Saturday, May 3, 2014

Prayer, Physical Touch and Moderate Exercise

When Mom is moody or angry, I've learned to look for some physical source for her discomfort. I've read that urinary tract infections are especially diabolical for dementia patients because the symptoms can go unnoticed by the caregiver who sees only behavioral changes and may not connect them to a physical ill.  My mom has not yet been bothered by UTI's, but for the past couple of weeks a spring cold has caused her to take a downward turn.  She has been uncharacteristically withdrawn and often angry.

She became caught in a dreamlike state a couple of mornings ago, dozing in her chair, dreaming, and then waking up angry and convinced she had stated her case but no one believed her.  She could not tell us what it was she thought we did not believe, but was stuck in a repetitive set of responses that had no apparent environmental trigger.  It was almost as though she couldn't hear me as I repeatedly asked what she needed me to believe.  She kept saying, "I have never lied to you.  Why do you think I am lying now?
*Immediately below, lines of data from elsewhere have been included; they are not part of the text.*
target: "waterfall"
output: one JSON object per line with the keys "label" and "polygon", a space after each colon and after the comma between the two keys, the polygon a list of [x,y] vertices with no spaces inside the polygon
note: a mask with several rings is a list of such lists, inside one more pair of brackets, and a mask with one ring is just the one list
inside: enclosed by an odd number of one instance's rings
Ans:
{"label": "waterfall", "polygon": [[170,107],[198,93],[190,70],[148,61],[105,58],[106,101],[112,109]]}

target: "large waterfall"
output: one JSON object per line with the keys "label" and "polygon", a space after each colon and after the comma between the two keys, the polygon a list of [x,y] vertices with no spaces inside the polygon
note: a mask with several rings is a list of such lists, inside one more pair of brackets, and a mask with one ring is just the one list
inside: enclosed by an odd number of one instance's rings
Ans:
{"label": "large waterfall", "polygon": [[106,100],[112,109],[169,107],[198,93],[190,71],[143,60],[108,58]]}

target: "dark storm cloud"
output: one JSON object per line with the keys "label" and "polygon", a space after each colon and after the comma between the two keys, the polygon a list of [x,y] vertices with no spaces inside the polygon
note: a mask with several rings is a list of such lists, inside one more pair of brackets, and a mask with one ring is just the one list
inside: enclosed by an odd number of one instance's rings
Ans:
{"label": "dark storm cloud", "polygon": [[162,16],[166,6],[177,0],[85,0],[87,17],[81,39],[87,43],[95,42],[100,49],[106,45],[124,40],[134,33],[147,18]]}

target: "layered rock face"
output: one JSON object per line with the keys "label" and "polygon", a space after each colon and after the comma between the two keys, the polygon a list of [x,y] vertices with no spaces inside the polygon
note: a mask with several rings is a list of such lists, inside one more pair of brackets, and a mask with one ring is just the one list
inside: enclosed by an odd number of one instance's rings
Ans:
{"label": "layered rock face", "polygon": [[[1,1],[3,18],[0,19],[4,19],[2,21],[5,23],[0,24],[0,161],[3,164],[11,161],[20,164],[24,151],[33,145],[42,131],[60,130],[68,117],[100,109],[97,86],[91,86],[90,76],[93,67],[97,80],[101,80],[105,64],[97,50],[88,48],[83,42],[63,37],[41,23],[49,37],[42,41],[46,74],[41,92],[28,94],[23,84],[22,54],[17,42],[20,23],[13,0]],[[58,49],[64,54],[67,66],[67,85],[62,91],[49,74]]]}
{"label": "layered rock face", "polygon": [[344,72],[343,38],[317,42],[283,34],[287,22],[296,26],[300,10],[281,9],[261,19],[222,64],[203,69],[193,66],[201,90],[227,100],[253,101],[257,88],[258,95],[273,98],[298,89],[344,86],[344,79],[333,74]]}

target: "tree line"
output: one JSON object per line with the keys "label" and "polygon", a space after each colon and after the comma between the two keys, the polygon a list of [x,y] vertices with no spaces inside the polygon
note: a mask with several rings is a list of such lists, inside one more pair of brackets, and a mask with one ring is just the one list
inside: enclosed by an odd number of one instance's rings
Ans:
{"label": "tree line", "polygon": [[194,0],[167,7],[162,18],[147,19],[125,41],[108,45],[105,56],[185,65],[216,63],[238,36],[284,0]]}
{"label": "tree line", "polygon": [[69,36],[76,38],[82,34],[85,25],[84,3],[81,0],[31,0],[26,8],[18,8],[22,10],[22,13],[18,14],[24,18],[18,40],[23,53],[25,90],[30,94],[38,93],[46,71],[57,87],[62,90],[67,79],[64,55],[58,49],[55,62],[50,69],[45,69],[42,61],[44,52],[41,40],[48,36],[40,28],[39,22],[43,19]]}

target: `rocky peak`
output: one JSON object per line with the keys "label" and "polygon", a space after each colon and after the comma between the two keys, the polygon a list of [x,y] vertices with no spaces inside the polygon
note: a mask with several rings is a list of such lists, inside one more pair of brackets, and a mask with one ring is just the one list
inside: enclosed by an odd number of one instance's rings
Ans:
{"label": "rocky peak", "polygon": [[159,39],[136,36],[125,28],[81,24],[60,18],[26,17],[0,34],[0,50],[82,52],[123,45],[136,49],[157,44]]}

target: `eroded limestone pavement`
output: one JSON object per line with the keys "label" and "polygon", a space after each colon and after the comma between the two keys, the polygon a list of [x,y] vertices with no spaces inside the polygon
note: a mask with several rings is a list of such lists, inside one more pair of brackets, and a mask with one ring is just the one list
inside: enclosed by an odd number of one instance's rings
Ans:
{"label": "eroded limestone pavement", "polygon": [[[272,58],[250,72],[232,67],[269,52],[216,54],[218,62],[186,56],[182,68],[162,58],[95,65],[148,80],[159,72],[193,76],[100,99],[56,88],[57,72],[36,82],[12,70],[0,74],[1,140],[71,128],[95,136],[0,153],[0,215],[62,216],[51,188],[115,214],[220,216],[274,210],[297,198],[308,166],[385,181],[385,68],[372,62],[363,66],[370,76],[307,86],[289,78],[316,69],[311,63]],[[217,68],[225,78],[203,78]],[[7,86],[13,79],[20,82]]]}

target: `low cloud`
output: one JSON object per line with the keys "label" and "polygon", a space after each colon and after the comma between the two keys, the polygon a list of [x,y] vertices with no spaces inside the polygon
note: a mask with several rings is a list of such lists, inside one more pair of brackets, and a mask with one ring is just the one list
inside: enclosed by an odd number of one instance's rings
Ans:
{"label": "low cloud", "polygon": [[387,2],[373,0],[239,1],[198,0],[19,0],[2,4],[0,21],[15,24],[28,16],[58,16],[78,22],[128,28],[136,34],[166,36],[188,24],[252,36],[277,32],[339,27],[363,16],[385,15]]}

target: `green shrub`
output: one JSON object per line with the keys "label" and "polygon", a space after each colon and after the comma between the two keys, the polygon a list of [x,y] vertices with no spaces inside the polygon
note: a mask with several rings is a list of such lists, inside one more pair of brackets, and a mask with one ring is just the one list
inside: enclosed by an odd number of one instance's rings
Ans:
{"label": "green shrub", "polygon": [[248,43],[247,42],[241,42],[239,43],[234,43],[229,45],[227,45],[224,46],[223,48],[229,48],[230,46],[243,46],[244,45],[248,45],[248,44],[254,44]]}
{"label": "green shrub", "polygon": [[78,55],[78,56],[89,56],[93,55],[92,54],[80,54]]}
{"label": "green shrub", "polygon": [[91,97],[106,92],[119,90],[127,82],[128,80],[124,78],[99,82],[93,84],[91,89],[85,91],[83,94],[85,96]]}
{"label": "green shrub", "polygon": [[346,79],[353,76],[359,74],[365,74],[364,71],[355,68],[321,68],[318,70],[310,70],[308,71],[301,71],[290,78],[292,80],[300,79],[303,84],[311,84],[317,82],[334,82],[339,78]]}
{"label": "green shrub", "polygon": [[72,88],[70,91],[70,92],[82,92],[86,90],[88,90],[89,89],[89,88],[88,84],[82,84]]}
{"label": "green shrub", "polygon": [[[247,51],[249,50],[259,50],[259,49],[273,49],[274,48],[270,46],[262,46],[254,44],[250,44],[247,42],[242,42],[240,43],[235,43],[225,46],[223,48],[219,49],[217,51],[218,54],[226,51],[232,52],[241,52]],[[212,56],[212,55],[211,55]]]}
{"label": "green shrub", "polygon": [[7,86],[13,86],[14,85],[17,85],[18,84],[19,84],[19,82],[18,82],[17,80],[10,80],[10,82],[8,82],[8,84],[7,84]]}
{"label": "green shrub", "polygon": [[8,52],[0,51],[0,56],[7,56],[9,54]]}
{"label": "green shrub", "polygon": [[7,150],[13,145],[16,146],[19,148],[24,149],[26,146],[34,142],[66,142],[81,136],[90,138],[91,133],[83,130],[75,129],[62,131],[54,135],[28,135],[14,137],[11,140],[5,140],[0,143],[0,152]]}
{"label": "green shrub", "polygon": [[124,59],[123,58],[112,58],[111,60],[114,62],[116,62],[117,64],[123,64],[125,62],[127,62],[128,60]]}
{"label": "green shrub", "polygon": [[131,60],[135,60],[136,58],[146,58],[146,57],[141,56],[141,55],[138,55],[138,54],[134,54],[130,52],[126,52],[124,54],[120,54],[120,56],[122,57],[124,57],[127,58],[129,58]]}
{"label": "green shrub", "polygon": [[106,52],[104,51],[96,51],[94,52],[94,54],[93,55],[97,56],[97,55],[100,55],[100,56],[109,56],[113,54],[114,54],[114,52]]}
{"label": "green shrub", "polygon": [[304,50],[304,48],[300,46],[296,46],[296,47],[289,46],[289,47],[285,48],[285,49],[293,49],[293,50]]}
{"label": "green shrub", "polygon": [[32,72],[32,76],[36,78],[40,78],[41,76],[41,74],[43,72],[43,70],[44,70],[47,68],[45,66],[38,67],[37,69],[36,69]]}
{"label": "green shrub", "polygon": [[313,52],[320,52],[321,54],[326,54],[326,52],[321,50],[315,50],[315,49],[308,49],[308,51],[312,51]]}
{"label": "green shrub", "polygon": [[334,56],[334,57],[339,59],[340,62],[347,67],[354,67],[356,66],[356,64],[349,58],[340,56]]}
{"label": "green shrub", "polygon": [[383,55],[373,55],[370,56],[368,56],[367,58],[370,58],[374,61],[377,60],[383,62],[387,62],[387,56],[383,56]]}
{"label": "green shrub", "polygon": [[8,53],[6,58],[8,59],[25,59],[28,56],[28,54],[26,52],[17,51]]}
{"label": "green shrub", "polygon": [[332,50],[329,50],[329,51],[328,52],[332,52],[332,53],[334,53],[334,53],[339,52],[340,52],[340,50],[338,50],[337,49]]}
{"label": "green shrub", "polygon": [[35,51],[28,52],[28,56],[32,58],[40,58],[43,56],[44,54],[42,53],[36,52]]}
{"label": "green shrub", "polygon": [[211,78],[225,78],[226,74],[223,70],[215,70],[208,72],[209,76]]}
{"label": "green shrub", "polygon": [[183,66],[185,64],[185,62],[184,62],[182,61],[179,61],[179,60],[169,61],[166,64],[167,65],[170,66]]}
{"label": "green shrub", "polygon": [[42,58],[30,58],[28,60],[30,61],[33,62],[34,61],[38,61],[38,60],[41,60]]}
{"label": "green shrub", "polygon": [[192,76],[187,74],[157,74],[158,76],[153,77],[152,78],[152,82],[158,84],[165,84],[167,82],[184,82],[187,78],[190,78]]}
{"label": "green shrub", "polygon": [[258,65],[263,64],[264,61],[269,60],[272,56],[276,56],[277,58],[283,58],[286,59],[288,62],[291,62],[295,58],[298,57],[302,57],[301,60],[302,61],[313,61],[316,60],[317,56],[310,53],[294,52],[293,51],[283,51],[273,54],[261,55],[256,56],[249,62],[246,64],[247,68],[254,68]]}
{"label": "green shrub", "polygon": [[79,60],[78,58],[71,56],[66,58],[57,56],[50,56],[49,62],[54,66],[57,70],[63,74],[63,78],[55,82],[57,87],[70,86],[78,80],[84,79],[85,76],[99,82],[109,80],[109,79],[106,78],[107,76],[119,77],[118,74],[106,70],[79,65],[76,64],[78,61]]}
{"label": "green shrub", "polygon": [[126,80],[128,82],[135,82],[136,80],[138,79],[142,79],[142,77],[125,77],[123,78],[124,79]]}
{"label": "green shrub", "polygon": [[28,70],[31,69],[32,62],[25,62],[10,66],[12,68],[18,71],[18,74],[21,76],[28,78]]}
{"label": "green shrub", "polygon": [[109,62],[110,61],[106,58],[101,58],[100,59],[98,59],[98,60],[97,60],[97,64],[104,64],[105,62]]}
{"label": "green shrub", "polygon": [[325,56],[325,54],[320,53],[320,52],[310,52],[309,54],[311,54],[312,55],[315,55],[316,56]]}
Why don't you believe me?"  

At one point she began to accuse and threaten, saying "You are going to pay for this.  This kind of thing can't go on without people having to pay for it.  You are going to be very sorry.  I just wish I could be around to see it."  I was able to stay very calm.  I prayed for her and asked others to pray.  Finally I was able to convince her to allow me to rub lotion onto her neck and back.  I then washed and applied lotion to her feet, and during these ministrations her anger receded.  But for the remainder of the day she was uncharacteristically withdrawn and quiet.  

I'm convinced Mom's daily walk is one of the most powerful therapies we've been able to implement for her.  During the course of her cold virus, the weather was unusually frigid for April and very windy, and so we couldn't take her outside.  For nearly two weeks she went without that daily ten minute walk, and became increasingly withdrawn and depressed.  I walked her around the house but she didn't get that daily dose of sunlight that I believe is so important.  

Just two days ago the weather moderated and Mom's cold symptoms receded, and so we walked both yesterday and today.  This morning it is as though none of the difficulties of the past two weeks had occurred; Mom made her own toast and dressed herself without assistance. Through this time three caregiving strategies have emerged as being vital for Mom:  prayer, physical touch and that daily walk. 

Mom is nearly 90 and is in the tenth year since her Alzheimer's diagnosis.  Each time she loses ground I take a deep breath and prepare myself for the next phase of our Alzheimer journey.  But for now, Mom has recovered from both her depression and her cold, and we are enjoying these green and sunlit days of early May.